Entre un buey y una mula

“Haya, pues, en vosotros este sentir que hubo también en Cristo Jesús, el cual, siendo en forma de Dios, no estimó el ser igual a Dios como cosa a que aferrarse, sino que se despojó a sí mismo, tomando forma de siervo, hecho semejante a los hombres; y estando en la condición de hombre, se humilló a sí mismo, haciéndose obediente hasta la muerte, y muerte de cruz.” Filipenses 2:5-8

Hablamos la semana pasada de villancicos, y hoy haré referencia a la frase de uno tradicional español como “Ay, del chiquirritín”, en el que uno de los versos reza así: “Entre un buey y una mula, Dios ha nacido, y en un pobre pesebre lo han recogido”.

Dejando de lado las recientes declaraciones, por escrito, del Papa Benedicto XVI, hoy hablaremos de animales en un establo (porque en un establo suele haberlos ¿no?), pero también de otros personajes… Eso sí, en forma de figuras. Y es que otra tradición típicamente navideña es poner el Belén, también conocido como Pesebre o Nacimiento.

¿Qué es el Belén? Una representación a pequeña escala de la historia de la navidad, árbol con figuras sobre un paisaje (o sin él), que no trata de ser exacta ni concisa, tanto en el tiempo como en el lugar y sus protagonistas (¿acaso alguien ha visto la escena real?).

¿Donde surge? Aunque lo veamos como una costumbre típicamente española, el primer Belén se montó en Italia, cuando San Francisco de Asís, decidió representar visualmente el nacimiento de nuestro Señor, en la cueva de Greccio, la nochebuena del año 1223, a sus feligreses, cuya inmensa mayoría no sabía leer, y mucho menos, iba a hacerlo en la única lengua en la que tenían escrita la Biblia, el latín. Eso sí, aquel primer “nacimiento” fue viviente, es decir, con personas reales y animales interpretando casi todas las escenas de este hecho. Contó además con el permiso del Papa vigente, Honorio III.

Este hecho dio lugar a un fenómeno que se extendió por toda Europa, la de representar nacimientos, que dio lugar al “presepe” italiano, “crèche” francés, o “krippe” alemán. En España, aterrizó esta moda, en el siglo XV, y hacia el XVI ya se hacían belenes con grandes estatuas de barro cocido o madera, situados principalmente en lugares de culto. Las agustinas de Murcia fueron las primeras promotoras de esta tradición. Un siglo más tarde, en el XVII, entraron los primeros belenes en las casas y surgieron distintas variaciones de tamaño, haciéndose figuras más pequeñas, hechas en barro. Los nobles competían entre sí por montar el belén más bello. Esta costumbre llegó fuerte a palacio, concretamente a la corte de Carlos III, que traía su entusiasmo por esta tradición de haberla copiado y practicado en Nápoles (Italia) y fue donde logró su mayor proyección, convirtiendo el belenismo en una tradición típicamente española.
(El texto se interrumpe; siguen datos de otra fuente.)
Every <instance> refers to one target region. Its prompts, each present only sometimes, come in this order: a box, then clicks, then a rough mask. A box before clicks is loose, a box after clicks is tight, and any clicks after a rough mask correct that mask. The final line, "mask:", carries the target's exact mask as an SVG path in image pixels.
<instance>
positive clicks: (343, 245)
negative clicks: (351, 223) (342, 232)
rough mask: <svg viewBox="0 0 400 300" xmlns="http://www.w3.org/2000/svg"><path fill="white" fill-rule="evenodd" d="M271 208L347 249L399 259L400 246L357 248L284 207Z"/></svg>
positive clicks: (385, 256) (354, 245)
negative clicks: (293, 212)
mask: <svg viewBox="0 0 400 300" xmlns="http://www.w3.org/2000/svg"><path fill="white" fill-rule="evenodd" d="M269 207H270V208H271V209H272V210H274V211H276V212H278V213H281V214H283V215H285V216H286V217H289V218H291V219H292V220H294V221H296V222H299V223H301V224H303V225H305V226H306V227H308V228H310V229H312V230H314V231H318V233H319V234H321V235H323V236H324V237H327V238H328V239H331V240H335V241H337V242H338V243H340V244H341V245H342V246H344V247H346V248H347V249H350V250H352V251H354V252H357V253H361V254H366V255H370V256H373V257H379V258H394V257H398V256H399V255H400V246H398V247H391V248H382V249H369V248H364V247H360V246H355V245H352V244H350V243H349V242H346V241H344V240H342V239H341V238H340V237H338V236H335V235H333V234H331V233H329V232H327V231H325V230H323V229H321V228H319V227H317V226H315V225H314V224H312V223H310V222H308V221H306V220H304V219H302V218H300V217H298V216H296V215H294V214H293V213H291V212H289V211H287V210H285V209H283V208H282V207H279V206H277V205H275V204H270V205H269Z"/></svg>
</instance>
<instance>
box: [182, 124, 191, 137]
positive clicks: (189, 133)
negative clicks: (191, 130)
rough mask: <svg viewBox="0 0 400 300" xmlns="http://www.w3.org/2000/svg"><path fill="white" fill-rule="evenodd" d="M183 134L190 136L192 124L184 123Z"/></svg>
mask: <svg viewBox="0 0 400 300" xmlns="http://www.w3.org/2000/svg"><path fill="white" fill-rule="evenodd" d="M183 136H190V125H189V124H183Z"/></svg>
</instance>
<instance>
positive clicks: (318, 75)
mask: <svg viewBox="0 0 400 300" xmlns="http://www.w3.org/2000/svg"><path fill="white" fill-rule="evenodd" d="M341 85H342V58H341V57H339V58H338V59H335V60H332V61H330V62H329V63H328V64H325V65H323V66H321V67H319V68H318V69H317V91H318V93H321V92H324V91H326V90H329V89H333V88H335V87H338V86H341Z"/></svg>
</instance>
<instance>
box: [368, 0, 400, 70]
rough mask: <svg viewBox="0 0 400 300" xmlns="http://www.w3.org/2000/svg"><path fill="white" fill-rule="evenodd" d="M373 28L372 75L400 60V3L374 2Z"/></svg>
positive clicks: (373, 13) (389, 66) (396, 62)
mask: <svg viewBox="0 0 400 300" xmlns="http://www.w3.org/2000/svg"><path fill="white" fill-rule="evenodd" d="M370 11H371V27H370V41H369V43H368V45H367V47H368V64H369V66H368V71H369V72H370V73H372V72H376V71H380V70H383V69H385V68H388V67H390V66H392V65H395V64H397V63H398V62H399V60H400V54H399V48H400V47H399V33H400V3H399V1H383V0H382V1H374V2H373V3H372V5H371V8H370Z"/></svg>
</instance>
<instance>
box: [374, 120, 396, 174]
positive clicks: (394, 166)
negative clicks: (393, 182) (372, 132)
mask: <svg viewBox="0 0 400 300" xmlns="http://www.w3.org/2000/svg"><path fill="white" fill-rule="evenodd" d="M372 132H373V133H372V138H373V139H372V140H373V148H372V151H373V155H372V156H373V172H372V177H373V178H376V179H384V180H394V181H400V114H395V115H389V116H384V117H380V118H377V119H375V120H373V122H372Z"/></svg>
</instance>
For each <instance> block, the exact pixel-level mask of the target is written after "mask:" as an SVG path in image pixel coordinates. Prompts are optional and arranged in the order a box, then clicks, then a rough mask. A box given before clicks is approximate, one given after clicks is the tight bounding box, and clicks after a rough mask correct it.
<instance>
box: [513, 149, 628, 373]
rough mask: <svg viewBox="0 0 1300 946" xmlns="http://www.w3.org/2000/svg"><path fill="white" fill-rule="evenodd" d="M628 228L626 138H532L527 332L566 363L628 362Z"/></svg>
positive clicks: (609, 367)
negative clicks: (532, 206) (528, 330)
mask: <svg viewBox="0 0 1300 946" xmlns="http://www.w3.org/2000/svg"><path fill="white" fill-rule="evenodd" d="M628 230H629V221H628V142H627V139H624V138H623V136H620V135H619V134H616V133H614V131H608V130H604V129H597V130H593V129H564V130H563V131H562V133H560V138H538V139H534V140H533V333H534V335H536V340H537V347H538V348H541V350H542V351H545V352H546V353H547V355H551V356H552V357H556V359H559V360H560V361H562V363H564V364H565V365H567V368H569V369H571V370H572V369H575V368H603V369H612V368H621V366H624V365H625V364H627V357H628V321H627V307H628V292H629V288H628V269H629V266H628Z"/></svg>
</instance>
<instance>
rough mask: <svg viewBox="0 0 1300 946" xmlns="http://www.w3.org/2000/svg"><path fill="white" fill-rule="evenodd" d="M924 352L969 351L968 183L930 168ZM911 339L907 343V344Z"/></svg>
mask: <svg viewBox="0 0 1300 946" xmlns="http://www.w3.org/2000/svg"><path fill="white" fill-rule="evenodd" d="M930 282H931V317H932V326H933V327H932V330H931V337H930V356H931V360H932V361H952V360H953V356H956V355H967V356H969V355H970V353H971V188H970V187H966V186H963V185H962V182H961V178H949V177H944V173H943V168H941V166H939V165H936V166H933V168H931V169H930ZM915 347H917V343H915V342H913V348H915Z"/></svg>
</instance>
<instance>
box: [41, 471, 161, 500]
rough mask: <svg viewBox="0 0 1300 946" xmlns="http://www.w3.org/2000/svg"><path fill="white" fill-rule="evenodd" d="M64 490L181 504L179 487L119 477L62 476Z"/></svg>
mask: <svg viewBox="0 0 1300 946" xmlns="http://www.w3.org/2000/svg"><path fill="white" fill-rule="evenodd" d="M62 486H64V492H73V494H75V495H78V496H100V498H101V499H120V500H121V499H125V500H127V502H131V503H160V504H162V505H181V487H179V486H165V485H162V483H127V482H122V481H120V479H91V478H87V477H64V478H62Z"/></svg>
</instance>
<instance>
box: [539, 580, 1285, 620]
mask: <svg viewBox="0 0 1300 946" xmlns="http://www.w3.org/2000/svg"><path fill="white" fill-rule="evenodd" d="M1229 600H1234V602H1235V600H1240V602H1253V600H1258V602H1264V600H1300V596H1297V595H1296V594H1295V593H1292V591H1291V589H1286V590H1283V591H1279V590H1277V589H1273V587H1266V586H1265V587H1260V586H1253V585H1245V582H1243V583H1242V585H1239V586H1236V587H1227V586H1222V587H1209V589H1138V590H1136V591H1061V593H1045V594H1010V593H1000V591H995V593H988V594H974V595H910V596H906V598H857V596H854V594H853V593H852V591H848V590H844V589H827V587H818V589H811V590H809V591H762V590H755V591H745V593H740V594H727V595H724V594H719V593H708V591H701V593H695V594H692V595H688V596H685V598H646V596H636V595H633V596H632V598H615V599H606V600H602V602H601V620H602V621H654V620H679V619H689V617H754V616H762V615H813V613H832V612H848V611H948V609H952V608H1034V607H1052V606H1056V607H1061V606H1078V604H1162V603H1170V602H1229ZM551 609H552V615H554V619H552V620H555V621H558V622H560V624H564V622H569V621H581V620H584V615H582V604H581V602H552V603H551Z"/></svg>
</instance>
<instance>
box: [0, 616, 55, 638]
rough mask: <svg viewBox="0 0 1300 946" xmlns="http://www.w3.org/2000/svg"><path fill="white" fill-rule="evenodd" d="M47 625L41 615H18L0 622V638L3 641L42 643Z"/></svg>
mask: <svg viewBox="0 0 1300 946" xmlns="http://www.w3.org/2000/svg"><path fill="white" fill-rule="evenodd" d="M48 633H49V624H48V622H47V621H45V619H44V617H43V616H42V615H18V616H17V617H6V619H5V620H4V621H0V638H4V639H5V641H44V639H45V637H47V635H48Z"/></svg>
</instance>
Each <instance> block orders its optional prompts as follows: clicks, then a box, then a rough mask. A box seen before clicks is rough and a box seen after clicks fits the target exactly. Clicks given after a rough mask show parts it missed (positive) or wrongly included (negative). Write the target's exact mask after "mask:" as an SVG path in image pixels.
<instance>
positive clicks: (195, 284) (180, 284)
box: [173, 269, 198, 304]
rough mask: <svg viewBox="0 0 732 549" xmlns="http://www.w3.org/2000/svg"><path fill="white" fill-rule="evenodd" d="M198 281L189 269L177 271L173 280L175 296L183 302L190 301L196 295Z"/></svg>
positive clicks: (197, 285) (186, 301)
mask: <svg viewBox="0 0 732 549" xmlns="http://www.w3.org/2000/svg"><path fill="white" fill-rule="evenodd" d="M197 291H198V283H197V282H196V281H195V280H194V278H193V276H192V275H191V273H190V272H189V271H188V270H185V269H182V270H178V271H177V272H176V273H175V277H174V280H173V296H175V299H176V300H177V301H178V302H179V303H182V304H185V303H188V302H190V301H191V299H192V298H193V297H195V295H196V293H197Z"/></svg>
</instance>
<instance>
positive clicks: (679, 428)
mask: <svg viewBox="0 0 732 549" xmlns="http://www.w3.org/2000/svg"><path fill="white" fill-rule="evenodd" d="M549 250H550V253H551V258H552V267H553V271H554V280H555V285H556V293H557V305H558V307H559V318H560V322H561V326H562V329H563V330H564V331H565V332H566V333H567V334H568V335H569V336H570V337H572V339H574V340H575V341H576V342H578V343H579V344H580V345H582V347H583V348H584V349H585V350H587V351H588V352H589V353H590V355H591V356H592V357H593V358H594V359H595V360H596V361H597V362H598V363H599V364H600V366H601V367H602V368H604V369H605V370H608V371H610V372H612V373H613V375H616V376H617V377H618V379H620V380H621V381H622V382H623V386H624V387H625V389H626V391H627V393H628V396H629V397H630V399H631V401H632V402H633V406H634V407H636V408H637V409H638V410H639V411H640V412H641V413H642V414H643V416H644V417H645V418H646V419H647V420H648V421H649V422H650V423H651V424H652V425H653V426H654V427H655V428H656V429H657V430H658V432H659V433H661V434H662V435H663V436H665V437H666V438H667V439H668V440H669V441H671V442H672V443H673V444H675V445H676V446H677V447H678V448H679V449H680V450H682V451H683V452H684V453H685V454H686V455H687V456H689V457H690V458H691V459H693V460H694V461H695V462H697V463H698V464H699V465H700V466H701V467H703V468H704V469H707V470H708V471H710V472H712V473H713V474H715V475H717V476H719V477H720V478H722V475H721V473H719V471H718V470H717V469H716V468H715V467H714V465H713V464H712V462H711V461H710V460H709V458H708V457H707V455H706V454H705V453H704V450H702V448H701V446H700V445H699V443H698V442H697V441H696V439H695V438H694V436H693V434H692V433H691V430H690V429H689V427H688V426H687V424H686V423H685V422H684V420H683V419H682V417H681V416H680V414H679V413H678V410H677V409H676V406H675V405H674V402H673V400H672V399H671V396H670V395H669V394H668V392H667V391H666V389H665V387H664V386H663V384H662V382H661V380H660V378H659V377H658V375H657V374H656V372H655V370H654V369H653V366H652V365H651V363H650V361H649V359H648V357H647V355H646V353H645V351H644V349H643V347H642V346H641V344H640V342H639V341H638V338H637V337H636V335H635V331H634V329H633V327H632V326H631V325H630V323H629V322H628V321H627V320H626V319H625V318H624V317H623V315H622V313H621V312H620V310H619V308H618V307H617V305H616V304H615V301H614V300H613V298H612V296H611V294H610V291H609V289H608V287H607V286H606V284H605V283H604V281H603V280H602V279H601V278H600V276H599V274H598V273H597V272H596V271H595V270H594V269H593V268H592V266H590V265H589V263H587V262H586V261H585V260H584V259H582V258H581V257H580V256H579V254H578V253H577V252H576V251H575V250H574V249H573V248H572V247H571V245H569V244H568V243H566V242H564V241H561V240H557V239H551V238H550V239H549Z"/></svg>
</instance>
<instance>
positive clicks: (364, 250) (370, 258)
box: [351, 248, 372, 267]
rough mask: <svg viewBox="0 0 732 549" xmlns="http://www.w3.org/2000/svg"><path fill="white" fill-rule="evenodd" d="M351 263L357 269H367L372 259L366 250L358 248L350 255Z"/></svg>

Hoy día, ha llegado a popularizarse en prácticamente todo el mundo hispano, creándose una auténtica manifestación artística de hermosas representaciones, en la mayoría de colegios, locales de asociaciones, edificios institucionales, iglesias, casas particulares, etc, aportando además, algunos toques propios de la cultura en el lugar en la que se organiza cada pesebre. Y además, rescatando la idea de aquel presunto belén original de San Francisco de Asís, muchas localidades organizan su particular “Belén viviente” en estas fechas, con representaciones repartidas por los lugares más concurridos de pueblos, barrios y ciudades españolas y latinoamericanas.

Pero, como cada tradición, me pregunto ¿Qué sentido tiene todo esto? Para aquel pionero religioso, desde luego era una forma de compartir el evangelio, de una manera muy original, y nos enseña a usar nuestro ingenio y creatividad para hacer lo mismo (y no me limito a montar belenes vivientes, sino a compartir el evangelio con los demás, con creatividad). Pero además nos da a la idea de la forma en la que vino nuestro Señor.

Por muy bonito que se monte un belén, no olvidemos que Cristo, habiendo tenido todo en el cielo, ha cumplido las antiguas profecías con esta precaria y humilde forma de nacer en este mundo, se ha hecho siervo sufriente para demostrar su amor al mundo y rescatarlo para siempre. No olvidemos que Jesús, desde el principio, hasta el final de su vida en la tierra, fue ejemplo de humildad y de profundo amor.